The State argues that the present case is stronger than Emilo because, unlike in Emilo, the officer here observed “suspicious activity” in the form of defendant’s pulling into a driveway other than his own, turning off his lights for a few minutes, and then resuming his travel down the road. However, unlike the situation in Emilo, the officer here knew the car belonged to a resident of the area and was headed in the direction of the owner’s home.
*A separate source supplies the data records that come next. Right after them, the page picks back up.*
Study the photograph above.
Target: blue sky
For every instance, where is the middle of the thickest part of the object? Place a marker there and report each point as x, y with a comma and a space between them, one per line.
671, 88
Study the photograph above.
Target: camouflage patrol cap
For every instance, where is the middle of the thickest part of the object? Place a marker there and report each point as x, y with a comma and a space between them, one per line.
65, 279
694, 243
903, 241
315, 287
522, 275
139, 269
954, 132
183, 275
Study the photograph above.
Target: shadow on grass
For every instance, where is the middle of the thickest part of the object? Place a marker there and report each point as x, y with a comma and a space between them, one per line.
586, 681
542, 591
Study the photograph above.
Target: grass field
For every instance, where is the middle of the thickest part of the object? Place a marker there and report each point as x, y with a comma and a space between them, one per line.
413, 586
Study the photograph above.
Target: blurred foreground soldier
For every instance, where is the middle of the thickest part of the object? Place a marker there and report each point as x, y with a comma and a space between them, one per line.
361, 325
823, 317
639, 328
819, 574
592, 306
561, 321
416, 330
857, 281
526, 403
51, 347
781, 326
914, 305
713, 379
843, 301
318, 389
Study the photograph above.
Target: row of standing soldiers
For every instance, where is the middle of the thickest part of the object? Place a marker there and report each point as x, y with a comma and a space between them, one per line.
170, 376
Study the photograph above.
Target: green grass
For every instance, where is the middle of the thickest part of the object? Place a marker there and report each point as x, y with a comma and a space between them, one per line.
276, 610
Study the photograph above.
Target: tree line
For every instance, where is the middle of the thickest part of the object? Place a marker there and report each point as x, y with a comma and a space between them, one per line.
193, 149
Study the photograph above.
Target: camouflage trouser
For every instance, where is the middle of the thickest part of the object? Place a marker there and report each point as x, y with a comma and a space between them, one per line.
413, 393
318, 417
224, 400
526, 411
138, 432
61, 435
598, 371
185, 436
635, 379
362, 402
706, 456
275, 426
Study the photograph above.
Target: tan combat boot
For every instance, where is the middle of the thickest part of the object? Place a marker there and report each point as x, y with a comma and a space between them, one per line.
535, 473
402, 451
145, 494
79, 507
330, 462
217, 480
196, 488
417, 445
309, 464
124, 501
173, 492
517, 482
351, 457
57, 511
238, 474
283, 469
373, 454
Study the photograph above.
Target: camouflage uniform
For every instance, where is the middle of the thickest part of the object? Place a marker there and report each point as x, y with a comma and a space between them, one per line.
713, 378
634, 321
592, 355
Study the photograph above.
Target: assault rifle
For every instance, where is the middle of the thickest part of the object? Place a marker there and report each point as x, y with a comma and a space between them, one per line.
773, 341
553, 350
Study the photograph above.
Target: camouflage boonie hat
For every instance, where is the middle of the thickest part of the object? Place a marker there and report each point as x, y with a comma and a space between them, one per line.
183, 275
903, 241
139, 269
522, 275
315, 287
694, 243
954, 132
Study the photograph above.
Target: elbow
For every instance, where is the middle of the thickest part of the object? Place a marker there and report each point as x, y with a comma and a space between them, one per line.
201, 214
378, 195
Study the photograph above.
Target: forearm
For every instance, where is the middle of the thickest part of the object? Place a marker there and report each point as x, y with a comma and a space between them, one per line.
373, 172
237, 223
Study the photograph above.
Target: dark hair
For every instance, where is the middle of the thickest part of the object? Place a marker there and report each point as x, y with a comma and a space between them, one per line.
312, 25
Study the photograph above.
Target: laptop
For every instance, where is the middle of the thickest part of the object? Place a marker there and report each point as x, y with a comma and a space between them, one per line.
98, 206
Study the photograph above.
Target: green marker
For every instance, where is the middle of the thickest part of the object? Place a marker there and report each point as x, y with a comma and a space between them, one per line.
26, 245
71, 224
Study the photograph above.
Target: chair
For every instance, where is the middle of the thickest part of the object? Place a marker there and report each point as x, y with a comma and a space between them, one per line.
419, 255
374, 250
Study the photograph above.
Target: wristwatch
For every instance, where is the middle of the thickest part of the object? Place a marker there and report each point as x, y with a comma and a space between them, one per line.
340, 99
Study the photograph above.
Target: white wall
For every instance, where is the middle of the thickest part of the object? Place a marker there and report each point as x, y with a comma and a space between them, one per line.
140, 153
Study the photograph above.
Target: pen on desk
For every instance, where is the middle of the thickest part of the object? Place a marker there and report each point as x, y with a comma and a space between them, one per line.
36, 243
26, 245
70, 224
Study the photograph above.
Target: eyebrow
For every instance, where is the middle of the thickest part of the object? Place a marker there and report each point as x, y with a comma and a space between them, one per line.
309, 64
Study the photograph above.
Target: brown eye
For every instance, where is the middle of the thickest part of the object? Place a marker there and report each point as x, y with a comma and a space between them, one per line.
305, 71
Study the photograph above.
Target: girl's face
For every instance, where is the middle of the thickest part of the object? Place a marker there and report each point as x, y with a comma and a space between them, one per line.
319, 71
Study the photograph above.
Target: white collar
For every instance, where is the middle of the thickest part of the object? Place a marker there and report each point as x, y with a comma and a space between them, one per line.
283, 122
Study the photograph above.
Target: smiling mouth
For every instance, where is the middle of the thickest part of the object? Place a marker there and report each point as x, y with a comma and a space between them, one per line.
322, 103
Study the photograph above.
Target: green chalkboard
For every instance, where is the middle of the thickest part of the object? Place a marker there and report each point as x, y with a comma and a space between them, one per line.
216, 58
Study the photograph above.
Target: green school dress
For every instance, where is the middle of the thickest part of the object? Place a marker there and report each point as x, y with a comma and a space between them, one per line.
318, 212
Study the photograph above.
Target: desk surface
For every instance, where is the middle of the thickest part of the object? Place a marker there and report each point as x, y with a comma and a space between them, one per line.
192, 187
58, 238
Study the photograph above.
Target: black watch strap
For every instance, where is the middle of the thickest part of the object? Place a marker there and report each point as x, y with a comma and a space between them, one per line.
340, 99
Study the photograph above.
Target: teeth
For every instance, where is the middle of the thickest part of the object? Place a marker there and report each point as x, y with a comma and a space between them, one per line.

The State also argues this ease can be distinguished from Welch, in that there was here a report of criminal activity in the area, as well as the aforementioned “suspicious” activity. Our case law requires that there be suspicion of criminal activity or wrongdoing and not that the officer simply be suspicious for reasons unconnected to any suspected wrongdoing. Here, as in Emilo, the officer had no basis other than the usual paucity of motor vehicle traffic on the streets in question to tie the defendant’s car to the alleged crime. There are any number of lawful reasons why a person driving down a road would not want to be followed by a police officer. By the officer’s own admission, he did not believe there was anything illegal about the activities he observed defendant engage in prior to the stop. The officer made no claim that he believed the defendant may have been the person alleged to have attempted the break-in and who then ran off into the woods, which was reasonable given his understanding of the defendant’s physical condition. Nor did the proximity of the defendant’s lawful actions to the reported break-in scene provide sufficient basis to suspect his involvement in the reported criminal activity. The officer offered only that “there’s always the possibility that someone running like that is going to a car, there’s a car waiting, or whatever.”

We agree with defendant that, in this case, the officer lacked a reasonable and articulable suspicion of criminal activity to justify the stop. Here, we have a local man, driving down the public street at 8:30 in the evening, traveling in the direction of his home (a fact known to the officer), who stops in a driveway approximately thirty minutes after and approximately two miles from reported criminal activity in which there was no reason to suspect he was involved. As was the case in Welch and Emilo, the circumstances of this case fail to give rise to a reasonable and articulable suspicion of criminal activity. Therefore, the evidence obtained as a result of the stop should have been suppressed. See Welch, 162 Vt. at 636, 650 A.2d at 518 (failure to establish reasonable and articulable suspicion of criminal activity requires suppression of evidence obtained from stop); Emilo, 144 Vt. at 484, 479 A.2d at 173 (same).

The judgment of the district court is vacated, and the conviction reversed.